One Product for Common Airbourne Hazards


Silica is a natural substance in sandstone, bricks, tiles, concrete and mortar. This means that a significant amount of silica dust is generated during everyday on-site activities. These include tile and stone cutting, sanding, drilling and wall chasing.

When dust is generated from these materials most of this dust is fine enough to enter our respiratory system. These fine particles are too small to see, and they’re commonly known as respirable crystalline silica (RCS).

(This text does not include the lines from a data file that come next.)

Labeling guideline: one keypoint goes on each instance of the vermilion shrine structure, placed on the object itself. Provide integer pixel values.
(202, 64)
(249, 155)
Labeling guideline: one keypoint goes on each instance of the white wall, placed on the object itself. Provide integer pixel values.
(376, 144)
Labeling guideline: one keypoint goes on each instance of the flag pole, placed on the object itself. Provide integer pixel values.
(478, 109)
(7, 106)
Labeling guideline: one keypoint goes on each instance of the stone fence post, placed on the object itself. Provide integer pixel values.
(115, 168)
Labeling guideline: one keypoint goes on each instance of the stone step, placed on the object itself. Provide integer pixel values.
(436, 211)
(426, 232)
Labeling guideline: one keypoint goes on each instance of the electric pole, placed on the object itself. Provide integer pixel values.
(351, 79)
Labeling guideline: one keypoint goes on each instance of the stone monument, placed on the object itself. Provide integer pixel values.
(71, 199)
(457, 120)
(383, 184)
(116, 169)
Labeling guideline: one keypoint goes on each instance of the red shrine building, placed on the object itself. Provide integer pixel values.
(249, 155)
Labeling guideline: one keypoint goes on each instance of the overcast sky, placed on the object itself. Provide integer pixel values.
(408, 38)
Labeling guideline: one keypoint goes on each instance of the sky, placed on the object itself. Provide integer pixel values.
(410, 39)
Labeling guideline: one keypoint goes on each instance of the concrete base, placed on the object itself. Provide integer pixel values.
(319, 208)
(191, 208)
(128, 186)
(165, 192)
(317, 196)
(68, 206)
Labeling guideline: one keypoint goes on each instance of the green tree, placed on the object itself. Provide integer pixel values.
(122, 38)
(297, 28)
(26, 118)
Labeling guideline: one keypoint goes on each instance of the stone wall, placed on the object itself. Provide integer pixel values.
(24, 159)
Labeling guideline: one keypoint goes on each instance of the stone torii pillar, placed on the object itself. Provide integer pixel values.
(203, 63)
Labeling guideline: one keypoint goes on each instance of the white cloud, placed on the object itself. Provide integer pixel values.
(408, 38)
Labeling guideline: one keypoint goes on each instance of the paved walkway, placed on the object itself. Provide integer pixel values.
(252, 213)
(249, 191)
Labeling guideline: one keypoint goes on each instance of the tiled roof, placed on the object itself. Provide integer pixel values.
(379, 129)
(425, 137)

RCS can seriously damage the health of construction workers. Not only can it lead to chronic and life-threatening conditions, but according to HSE, over 500 construction workers die from exposure to silica dust every year. In its respirable form, silica is the main risk to construction workers after asbestos.


Common thermal or chemical processes including paint stripping, batch mixing applications including solvents, adhesives, etc and welding create hazardous fumes and vapours. As with dust, if inhaled or absorbed by the skin, these can be a health hazard with similar consequences to dust, including chronic and acute respiratory conditions, heart disease and cancer.

To ensure that we can continue our activities in a safe environment, it is essential to capture and remove these fumes at source whilst increasing ventilation to improve the air quality in the workspace.


The cancer burden study estimates that there are over 600 lung cancer deaths associated with RCS each year and 450 of those deaths have been directly linked to the construction sector. Silica exposure has also been linked to renal and autoimmune disease.

The Control of Substances Hazardous to Health Regulations 2002 states the limit of dust that people can safely be exposed to. This is referred to as a workplace exposure limit (WEL).

The image below shows the maximum amount of silica you can breathe in during a working day.

This is a tiny amount and failing to install adequate dust controls will leave workers exposed to health problems. The contractor could also face prosecution if they fail to comply with HSE regulations.